Connecting a CNN model to a LSTM/GRU layer for image predictions

d3tk · November 23, 2022, 8:41pm

I have a dataset of images and then a continuous value. I’m using a CNN model to predict that value from the image. The images and values are in a time series, so I’d like to connect a GRU or LSTM to the CNN layers, but I’m having trouble doing so. The input is images that are (1,360,360) since they’re black and white, and I’d like to input a sequence of 12 images in the series at a time. This is my model thus far:

class CNN_GRU(nn.Module):
  def __init__(self):
    ## Pool, ReLU, Dropout
    super().__init__()

    ## CNN
    self.cnn = torch.nn.Sequential(
      nn.Conv2d(in_channels=1, out_channels=4, kernel_size=9, stride=5), 
      nn.ReLU(), 
      nn.MaxPool2d(kernel_size=4, stride=(2,2)), 
      nn.Conv2d(in_channels=4, out_channels=8, kernel_size=5, stride=1, padding='same'), 
      nn.ReLU(), 
      nn.MaxPool2d(kernel_size=3, stride=(2,2)), 
      nn.Conv2d(in_channels=8, out_channels=16, kernel_size=3, stride=1, padding='same'), 
      nn.ReLU(), 
      nn.Conv2d(in_channels=16, out_channels=8, kernel_size=3, stride=1, padding='same'), 
      nn.ReLU(), 
      nn.Conv2d(in_channels=8, out_channels=8, kernel_size=3, stride=1, padding='same'), 
      nn.ReLU(), 
      nn.MaxPool2d(kernel_size=3, stride=(2,2)), 
      nn.ReLU(), 
      nn.Dropout(0.5)
      )
    ## LINEAR
    self.linear = torch.nn.Sequential(
      nn.Linear(in_features = 784 ,out_features=200), 
      nn.ReLU(), 
      nn.Dropout(0.5), 
      nn.Linear(in_features=200, out_features=100), 
      nn.ReLU(), 
      nn.Dropout(.25),
      nn.Linear(in_features=100, out_features=20), 
      nn.ReLU(), 
      nn.Linear(in_features=20, out_features=1)
    )
    
    ## GRU layer
    self.GRU = nn.GRU(input_size=392, hidden_size=1, num_layers=3, batch_first=True)
  

  def forward(self, x):

    print("0: ", x.shape)
    cnn_output = self.cnn(x)
    print("Cnn output: ", cnn_output.shape)
    cnn_output = cnn_output.flatten()
    print("Cnn output: ", cnn_output.shape)

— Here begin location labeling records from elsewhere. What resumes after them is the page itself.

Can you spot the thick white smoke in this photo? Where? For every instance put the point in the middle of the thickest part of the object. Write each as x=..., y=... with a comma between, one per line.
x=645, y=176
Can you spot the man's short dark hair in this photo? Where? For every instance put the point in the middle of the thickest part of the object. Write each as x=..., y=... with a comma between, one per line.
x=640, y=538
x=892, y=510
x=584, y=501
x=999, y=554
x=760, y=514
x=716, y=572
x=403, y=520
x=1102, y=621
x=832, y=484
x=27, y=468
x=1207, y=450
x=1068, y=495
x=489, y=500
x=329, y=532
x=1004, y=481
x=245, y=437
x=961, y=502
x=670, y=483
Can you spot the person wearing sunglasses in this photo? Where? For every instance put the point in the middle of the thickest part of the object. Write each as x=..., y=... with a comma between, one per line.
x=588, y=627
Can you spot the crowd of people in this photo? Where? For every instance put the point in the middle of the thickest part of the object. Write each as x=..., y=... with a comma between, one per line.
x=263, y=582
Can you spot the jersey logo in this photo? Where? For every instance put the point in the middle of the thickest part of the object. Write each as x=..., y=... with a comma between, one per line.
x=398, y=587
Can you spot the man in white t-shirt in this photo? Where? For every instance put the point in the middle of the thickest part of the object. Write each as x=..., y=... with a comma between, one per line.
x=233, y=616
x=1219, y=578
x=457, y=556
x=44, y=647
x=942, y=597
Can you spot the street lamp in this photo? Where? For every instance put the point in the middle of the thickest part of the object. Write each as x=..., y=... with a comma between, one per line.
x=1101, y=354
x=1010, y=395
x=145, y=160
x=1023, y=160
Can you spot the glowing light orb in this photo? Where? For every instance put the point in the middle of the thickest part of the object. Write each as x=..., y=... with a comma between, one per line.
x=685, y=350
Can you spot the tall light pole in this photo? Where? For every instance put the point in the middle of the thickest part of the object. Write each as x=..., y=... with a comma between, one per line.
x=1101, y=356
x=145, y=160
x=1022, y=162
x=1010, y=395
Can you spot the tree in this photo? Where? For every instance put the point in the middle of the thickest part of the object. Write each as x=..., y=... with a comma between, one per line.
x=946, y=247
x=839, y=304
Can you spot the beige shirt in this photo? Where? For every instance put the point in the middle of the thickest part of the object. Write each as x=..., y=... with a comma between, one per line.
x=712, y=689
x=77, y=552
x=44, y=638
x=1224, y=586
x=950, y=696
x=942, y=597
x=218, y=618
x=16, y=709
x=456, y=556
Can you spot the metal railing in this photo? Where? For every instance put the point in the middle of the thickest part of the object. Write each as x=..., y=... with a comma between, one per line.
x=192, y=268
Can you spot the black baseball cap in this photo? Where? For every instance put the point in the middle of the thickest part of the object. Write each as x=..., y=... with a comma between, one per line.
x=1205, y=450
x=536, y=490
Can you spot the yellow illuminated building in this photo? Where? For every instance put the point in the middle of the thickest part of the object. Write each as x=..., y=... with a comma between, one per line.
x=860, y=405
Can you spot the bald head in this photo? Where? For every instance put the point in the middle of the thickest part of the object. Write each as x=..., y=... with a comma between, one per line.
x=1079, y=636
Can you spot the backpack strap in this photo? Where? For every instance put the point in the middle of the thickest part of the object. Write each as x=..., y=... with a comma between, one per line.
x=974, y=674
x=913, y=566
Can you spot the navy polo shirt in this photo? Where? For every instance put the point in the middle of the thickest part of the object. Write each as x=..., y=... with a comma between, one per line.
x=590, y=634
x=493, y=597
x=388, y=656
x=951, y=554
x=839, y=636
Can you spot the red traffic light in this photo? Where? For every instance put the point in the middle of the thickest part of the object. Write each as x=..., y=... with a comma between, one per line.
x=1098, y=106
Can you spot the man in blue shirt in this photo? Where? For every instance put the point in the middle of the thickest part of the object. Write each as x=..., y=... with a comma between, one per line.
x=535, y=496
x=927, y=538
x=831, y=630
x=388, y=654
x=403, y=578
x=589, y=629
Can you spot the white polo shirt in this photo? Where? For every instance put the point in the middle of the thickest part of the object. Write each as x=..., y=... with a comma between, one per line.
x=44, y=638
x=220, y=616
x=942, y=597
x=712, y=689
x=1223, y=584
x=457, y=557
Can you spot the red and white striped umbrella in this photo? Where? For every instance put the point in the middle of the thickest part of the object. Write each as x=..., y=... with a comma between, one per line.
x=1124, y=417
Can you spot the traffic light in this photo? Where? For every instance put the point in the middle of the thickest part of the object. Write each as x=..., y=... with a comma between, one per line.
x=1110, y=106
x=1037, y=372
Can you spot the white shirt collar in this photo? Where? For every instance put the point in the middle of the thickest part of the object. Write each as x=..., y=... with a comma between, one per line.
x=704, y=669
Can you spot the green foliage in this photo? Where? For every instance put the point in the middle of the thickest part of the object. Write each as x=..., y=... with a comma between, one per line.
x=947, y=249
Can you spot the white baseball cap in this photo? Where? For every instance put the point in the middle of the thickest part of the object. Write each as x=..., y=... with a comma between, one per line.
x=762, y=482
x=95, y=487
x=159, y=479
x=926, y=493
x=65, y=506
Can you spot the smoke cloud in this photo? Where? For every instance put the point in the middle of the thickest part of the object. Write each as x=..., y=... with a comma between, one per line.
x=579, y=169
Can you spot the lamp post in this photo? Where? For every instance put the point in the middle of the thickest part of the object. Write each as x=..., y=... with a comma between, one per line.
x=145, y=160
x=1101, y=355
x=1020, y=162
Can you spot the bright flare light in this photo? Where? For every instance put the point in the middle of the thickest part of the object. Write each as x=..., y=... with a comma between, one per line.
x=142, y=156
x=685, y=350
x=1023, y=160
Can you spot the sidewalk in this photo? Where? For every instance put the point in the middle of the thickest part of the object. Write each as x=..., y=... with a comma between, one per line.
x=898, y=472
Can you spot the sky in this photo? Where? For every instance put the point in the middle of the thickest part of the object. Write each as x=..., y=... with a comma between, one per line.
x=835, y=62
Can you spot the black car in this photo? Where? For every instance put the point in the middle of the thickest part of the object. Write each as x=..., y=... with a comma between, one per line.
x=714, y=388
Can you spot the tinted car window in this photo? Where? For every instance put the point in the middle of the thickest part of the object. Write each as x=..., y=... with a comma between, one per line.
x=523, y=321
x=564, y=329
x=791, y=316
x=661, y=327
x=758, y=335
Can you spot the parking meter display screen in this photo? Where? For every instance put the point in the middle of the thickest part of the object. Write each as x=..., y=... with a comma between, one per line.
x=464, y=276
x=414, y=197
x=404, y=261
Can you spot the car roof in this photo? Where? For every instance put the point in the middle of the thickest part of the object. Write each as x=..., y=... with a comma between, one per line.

    gru_output, _h_o = self.GRU(cnn_output)
    print("gru_output: ", gru_output.shape)

    linear_output = self.linear(gru_output)
    

    return linear_output

The error I get is that the GRU expects 3 dimensions (batch, sequence length, input size) and my input is 5 dimensions. How can I reshape my input, or am I going about this in the complete wrong way?